The drawings of the Finnish artist Maria Ångerman, produced using a clear and continuous line, represent the figure of a young woman, the artist herself, floating in an infinite space. What at first seems to be an absence of context quickly become limitless potential scenarios. This effect of being nowhere is also a space for colouring in which all landscapes are possible – including human landscapes – and in which each new setting will tell a different story.

Ångerman’s drawings are a fertile disassociation of the artist and her image. The other Ångerman seems to have escaped into another world that is governed by different co-ordinates. The self-absorbed subject has her own life, sometimes behind our back, breaking the conventions of decorum in an everyday gesture such as re-arranging her underwear, as if it were somehow possible to hid in such a void, and on other occasions relating directly with the gallery space. In some of her wall drawings, Maria Ångerman’s figures possess the quality of being inscribed on the constructions, of appearing in the space with surprising naturalness – for example reaching for a light switch.

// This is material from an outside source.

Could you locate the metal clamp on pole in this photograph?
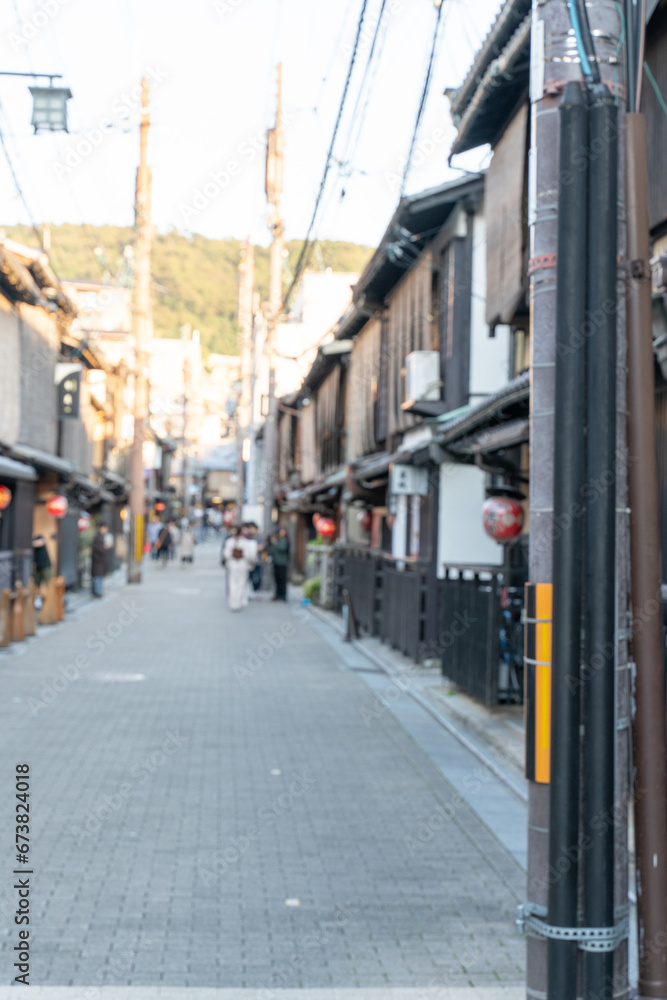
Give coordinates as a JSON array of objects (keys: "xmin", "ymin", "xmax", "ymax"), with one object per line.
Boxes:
[{"xmin": 517, "ymin": 902, "xmax": 629, "ymax": 953}]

The choice of drawing is presented to us as being a very productive strategy. The deliberately concrete stroke and the absence of colour mean that the line that indicates the outline is the only thing that separates the figure from the plane. As there is no external element that will serve as a reference, the size alone indicates her position in relation to us. The axes around which her work develops are line, proportion and space; elements that are only eloquent as a result of their relationship with each other and the viewer. This also occurs in animations, for example. When the artist arranges the scenes in a sequence, they become integrated in a unit of space and time and it becomes clear whether the figure is moving away from us or towards us. In her work on the wall, the narrative sequence is not composed of a series of images but by the dialogue that the figure establishes with the elements provided by the exhibition space, while at the same time, its position in the space enables us to decipher the scale and the place that we occupy in relation to it.